Cultura e democracia, Companheiras de Viagem. Considero importante que a FACOM esteja mais uma vez promovendo este tipo de discussão sobre cultura e política cultural e outros fenomenos contemporâneos de maneira mais ampla. Este tipo de discussão está sendo necessário. É urgente intensificar o debate e a reflexão sobre a cultura e a política cultural, na medida em que há uma série de desafios que estão sendo colocados pelo que se chama de globalização e a suas conseqüências na cultura. Há todo um processo de transformações dentro do Estado relativamente ou em consequência da globalização e da adoção de políticas de reforma do Estado capitalista, de acordo com ideologias e de posições do que tem sido chamado de neoliberalismo, sendo conseqüência do processo de internacionalização mais radical da economia do ponto de vista dos interesses dos países capitalistas centrais.

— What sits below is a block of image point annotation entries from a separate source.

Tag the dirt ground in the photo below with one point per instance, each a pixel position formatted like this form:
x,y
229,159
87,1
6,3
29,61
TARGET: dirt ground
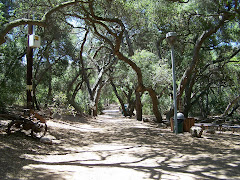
x,y
117,148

Esta colocação política, mesmo sintética, é necessária porque, se a gente observar bem a evolução do debate sobre política cultural no Brasil, vai perceber que ela teve momentos muito ricos e densos intelectualmente. Foram vários momentos: o papel de Mário de Andrade nas décadas de 30/40, todas as ações que surgiram quando da época da constituição do Instituto do Patrimônio Histórico; as polêmicas provocadas pelos modernistas um pouco antes e pelos modernistas que continuaram sua ação cultural mesmo depois da década de 50; a polêmica sobre política cultural e cultura brasileira no início de 60, com a participação de artistas e teóricos importantes, com a participação estudantil através da UNE, das universidades do CPC; a polêmica sobre o resgate da política cultural na década de 60, no combate à censura, ao regime militar, etc. Se a gente observar todos estes momentos e chegar à década de 70, vai perceber que a discussão da política cultural sempre esteve muito vinculada a lutas e preocupações de caráter nacional,tinha um conteúdo amplo, geral, era uma reflexão sobre o Brasil. E isso vem se perdendo, na minha forma de entender, gradativamente, nas últimas discussões sobre política cultural. E tem havido um deslocamento da discussão em torno de conceitos, como aconteceu com muita força nas décadas de 60 e 70, sobre, por exemplo o tema "a questão da cultura nacional e da cultura popular". Concentra-se o debate sobre o financiamento da atividade cultural e há um empobrecimento da discussão de política cultural propriamente dita. As pessoas, na verdade, ficam discutindo sobre as leis de incentivo à cultura. Eu mesmo, que sou vereador autor de uma lei de incentivo à cultura, sempre fui muito crítico em relação inclusive ao papel das leis de incentivo à cultura baseadas na renúncia fiscal, inclusive em relação própria lei de minha autoria, e vou explicar isso mais tarde. Estou dizendo isso para alertar que este deslocamento. Na década de 70, essa discussão ainda se calcava sobre os conceitos nacional e popular na cultura brasileira, a relação disso com o processo de intercâmbios, seja através da internacionalização imposta na economia e na indústria cultural brasileira ou de outro processo; e a discussão sobre o papel do Estado, do Poder Público, no financiamento e na atividade cultural como um todo.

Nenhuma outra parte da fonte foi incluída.